Les pourparlers de sauvetage de la Tunisie avec le Fonds monétaire international semblaient au point mort depuis des mois (presque 30 mois), et il y a peu de signes que le président Kais Saied soit prêt à accepter les mesures nécessaires pour parvenir à un accord et aider le pays à éviter une grave crise financière.

La Tunisie a conclu un accord de principe avec le fonds en septembre pour un prêt de 1,9 milliard de dollars, mais elle a manqué à confirmer des engagements clés et les donateurs estiment que les finances de l’État divergent de plus en plus des chiffres sur lesquels l’accord a été bâti.

Sans prêt, la Tunisie est confrontée à une aggravation de la crise de la balance des paiements. La plupart de la dette est interne, mais il y a des remboursements de prêts étrangers dus plus tard cette année, et les agences de notation de crédit ont déclaré que la Tunisie pourrait être en défaut de paiement.

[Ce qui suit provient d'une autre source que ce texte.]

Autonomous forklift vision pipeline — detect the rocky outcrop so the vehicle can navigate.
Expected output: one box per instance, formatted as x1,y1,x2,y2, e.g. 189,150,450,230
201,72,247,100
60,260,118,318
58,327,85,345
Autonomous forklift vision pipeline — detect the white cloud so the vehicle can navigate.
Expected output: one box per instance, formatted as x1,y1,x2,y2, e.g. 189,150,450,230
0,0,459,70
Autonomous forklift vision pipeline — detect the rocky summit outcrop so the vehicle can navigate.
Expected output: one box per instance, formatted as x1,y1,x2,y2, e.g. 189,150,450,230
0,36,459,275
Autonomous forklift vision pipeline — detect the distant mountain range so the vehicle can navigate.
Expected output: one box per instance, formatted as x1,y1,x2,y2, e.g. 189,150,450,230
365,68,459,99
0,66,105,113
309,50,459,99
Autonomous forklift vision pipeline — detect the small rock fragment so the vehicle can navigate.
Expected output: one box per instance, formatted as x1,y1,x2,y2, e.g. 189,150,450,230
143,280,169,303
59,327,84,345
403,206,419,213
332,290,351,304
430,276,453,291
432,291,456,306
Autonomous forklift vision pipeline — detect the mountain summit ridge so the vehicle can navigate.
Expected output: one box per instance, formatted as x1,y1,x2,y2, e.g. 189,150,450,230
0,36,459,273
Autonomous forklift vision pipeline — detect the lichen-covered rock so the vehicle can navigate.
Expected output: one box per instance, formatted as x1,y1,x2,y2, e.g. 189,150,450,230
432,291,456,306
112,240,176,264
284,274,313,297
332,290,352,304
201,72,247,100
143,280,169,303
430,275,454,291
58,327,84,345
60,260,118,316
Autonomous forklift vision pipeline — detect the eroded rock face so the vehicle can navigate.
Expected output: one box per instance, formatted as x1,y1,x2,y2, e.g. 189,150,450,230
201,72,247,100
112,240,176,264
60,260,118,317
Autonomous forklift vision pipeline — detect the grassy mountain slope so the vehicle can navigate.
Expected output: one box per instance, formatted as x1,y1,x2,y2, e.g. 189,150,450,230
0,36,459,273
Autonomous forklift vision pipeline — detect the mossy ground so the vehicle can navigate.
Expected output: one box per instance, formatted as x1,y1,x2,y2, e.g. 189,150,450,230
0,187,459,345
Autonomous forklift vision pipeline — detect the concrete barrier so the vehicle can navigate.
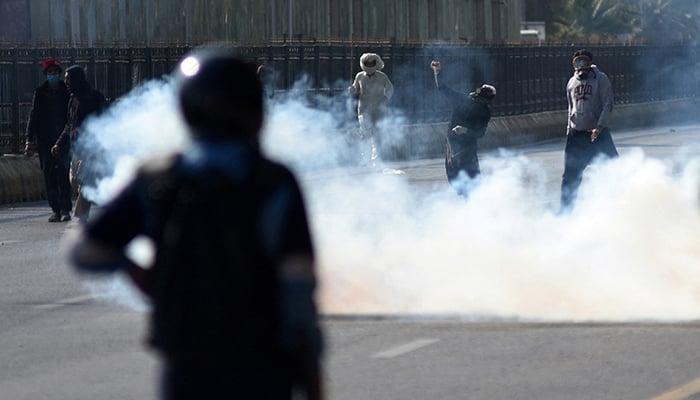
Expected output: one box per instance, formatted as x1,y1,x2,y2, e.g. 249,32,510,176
0,99,700,204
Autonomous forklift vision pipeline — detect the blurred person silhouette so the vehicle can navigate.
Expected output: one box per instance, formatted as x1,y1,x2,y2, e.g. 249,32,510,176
430,60,496,197
348,53,394,165
24,58,73,222
67,48,322,400
560,50,618,212
51,65,106,221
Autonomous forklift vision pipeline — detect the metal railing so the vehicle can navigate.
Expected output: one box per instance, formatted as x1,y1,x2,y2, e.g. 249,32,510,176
0,42,700,154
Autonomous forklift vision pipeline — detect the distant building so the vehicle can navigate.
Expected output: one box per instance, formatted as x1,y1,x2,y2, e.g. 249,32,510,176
0,0,32,40
520,21,547,43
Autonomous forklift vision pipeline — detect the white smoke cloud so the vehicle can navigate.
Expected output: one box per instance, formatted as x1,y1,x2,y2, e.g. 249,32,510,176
72,76,700,321
74,79,189,204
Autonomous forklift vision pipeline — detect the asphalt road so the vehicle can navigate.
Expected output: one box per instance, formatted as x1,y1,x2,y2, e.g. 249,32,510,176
0,126,700,400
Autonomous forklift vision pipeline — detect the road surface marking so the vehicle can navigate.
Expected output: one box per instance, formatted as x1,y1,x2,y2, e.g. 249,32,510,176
651,378,700,400
372,339,440,358
34,294,95,310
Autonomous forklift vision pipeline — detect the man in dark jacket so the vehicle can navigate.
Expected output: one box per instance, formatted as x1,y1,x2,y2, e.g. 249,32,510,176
51,65,106,220
430,61,496,197
24,58,72,222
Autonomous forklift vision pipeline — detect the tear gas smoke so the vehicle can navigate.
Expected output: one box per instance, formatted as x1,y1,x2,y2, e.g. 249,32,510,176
69,76,700,321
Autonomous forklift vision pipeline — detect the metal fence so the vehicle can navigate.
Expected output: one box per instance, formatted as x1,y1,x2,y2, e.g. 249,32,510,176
0,42,700,154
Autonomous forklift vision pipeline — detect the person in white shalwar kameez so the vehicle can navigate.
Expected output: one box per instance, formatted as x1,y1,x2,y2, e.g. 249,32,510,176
348,53,394,162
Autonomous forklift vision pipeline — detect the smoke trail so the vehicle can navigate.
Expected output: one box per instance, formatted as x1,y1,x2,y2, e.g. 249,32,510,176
74,78,189,204
69,74,700,320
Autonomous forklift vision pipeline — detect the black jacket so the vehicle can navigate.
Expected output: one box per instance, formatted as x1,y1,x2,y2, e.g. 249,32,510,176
26,82,70,159
56,68,106,153
439,86,491,151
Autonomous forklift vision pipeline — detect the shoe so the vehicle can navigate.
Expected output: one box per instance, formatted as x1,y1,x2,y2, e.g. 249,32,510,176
61,211,70,222
49,211,61,222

La chef du FMI, Kristalina Georgieva, a déclaré le mois dernier que la Tunisie avait fait de bons progrès et que le conseil d’administration examinerait l’accord « assez bientôt ». Une porte-parole du FMI a déclaré qu’une date du conseil d’administration serait fixée une fois que les autorités « auront achevé les exigences du programme ».

Un responsable tunisien a déclaré que « les choses ne bougent peut-être pas rapidement, mais qu’elles évoluent régulièrement », ajoutant que le gouvernement s’attendait à des progrès « probablement dans quelques semaines ».

Les donateurs restent sceptiques

La Tunisie a pris du retard sur les réductions prévues des subventions au carburant, elle n’a pas publié de loi promise sur les sociétés d’Etat et le puissant syndicat s’oppose aux réformes clés souhaitées par le FMI.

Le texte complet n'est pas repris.